# June 21 

This week I looked more closely at the LEAD and LODES data. 

## LEAD
Four different data files are available for the state of VA: (1) Census tracts energy data with State Median Income (SMI), (2) Census tracts energy data with % Federal Poverty Level (FPL), (3) State, counties, and cities energy data with SMI, and (3) State, counties, and cities energy dat with % FPL. Since we're focussing on census tracts, I just show information about datasets 1 ("leaddat1") and 2 ("leaddat2") below. 

* The smallest spatial scale for which data are available are census tracts. 

* Income groupings exists both by state median income (SMI) and Federal poverty level (FPL). For any given observation, the income groupings are:
    + If using SMI: "0-30%", "30-60%", "60-80%", "80-100", "100%+"
    + If using FPL: "0-30%", "30-60%", "60-80%", "80-100", "100%+"
    + The SMI and FPL variables exist in different datafiles, but both are easily downloaded as .csv's
    + In both datafiles, neither variable (SMI or FPL) have any missing observations, though many are missing energy use data. 

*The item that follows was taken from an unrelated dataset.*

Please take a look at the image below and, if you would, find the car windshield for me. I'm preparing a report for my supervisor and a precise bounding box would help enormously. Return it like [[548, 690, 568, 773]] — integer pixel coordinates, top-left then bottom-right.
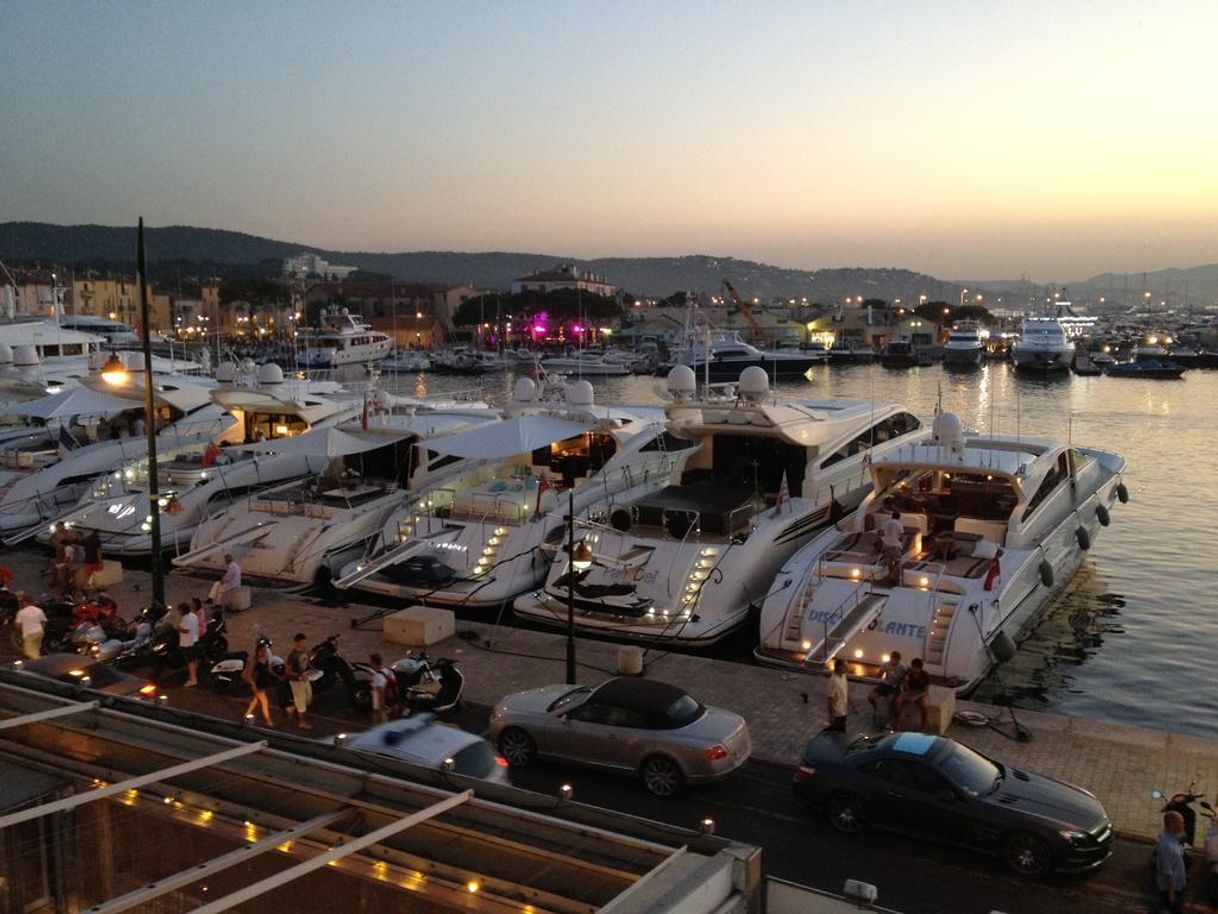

* Time period: "Low-Income Energy Affordability Data comes primarily from the 2018 U.S. Census American Community Survey 5-Year Public Use Microdata Samples and is calibrated to 2018 U.S. Energy Information Administration electric utility (Survey Form-861) and natural gas utility (Survey Form-176) data." These are 5-year rolling averages and these data cannot be used to assess changes over time. 

* Energy estimates
    + Residential energy consumption is estimated using U.S. census data from 2016
    + Avg. energy expenditures are then weighted by housing unit counts for the census tract estimates
    + Household income + number of persons are collapsed based on U.S. government defintions of SMI and FPL

* Other potential data sources listed in the methodology document:
    + [Xcel Energy](https://www.xcelenergy.com/working_with_us/municipalities/community_energy_reports) --- "an investor-owned utility that operates in several western and midwestern states, reports community-level electricity and natural gas sales and revenue data" Can spend some more time digging into this if it would be helpful.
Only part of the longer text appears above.